It was sitting in a cafe in Holborn back in February 2016 that Andrea first told me of her passion for mental health and how she felt that it didn’t get the attention it deserved. It was a passion brought on by the fact that a number of people close to her have experienced mental health problems in the past, yet the system didn’t really seem designed to be able to fully support those people.
Back then she had just finished a piece of public art on Southampton Row, an old phone box converted into a foliage filled eco-art piece in the middle of the city.
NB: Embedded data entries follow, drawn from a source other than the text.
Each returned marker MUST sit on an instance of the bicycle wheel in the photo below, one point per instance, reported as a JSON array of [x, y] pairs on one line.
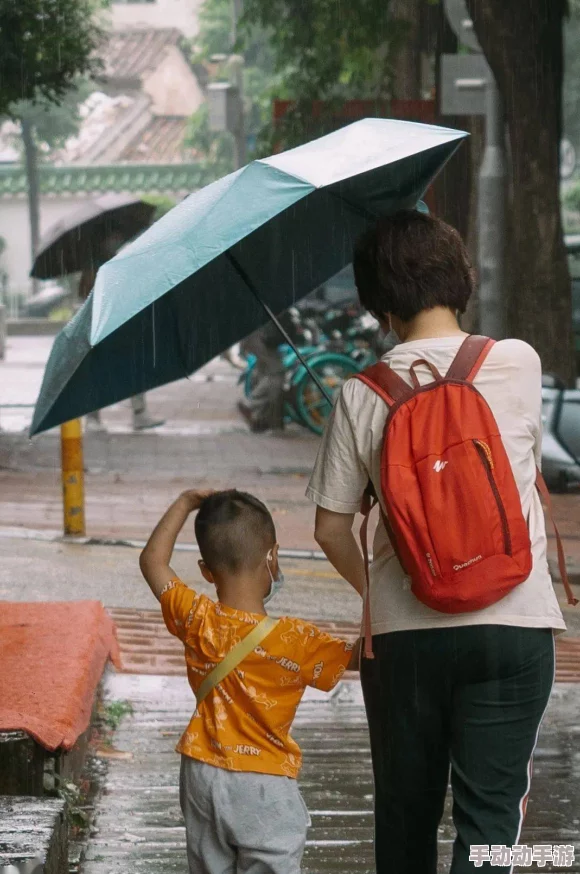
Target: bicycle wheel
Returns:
[[332, 369]]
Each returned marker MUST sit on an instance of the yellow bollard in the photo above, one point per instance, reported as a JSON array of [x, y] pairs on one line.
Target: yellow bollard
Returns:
[[73, 481]]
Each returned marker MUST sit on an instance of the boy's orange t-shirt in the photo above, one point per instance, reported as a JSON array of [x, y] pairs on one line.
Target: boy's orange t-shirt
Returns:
[[244, 723]]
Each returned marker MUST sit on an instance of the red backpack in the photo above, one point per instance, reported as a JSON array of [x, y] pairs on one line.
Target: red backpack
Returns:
[[453, 510]]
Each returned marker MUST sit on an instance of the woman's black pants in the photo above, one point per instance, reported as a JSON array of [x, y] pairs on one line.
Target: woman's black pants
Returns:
[[460, 703]]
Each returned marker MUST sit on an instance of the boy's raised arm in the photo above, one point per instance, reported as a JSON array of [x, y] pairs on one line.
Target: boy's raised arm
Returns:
[[155, 558]]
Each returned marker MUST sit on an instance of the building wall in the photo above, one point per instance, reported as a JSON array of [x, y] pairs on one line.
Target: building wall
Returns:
[[173, 88], [182, 14], [15, 229]]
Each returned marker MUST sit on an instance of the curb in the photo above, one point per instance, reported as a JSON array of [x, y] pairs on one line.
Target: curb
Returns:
[[55, 537], [296, 554]]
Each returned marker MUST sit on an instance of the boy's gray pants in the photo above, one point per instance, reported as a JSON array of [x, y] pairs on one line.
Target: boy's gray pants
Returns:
[[241, 823]]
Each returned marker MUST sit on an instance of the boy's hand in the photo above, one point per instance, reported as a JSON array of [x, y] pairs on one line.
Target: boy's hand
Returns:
[[155, 558], [195, 497]]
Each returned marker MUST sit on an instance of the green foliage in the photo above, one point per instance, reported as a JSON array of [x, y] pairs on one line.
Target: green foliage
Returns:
[[114, 712], [54, 123], [216, 38], [324, 50], [571, 199], [215, 30], [162, 204], [74, 798], [216, 151], [44, 46]]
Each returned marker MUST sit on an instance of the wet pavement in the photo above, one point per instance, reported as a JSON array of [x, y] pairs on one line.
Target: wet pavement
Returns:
[[138, 826]]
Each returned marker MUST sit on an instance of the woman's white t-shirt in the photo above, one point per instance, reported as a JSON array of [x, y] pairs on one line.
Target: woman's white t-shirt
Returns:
[[510, 380]]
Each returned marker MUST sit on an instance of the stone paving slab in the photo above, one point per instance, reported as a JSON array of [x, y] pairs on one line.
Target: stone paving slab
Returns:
[[138, 825]]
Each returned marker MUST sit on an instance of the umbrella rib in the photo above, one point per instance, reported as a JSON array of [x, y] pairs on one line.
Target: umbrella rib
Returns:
[[250, 285]]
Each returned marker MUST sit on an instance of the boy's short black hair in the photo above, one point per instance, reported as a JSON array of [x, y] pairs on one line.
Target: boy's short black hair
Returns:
[[409, 262], [234, 531]]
It was a project that took several weeks, Andrea is a fine artist who made her name by transposing a style more normally suited to the studio onto the street.
So to commit herself to a show featuring a series of large scale portraits, each of which themselves will no doubt have taken a number of weeks to complete, all in the name of raising mental health awareness, it takes on a new dimension in terms of the dedication given to this show. What’s more, these pieces aren’t for sale, that’s not the point, the point is to start a conversation.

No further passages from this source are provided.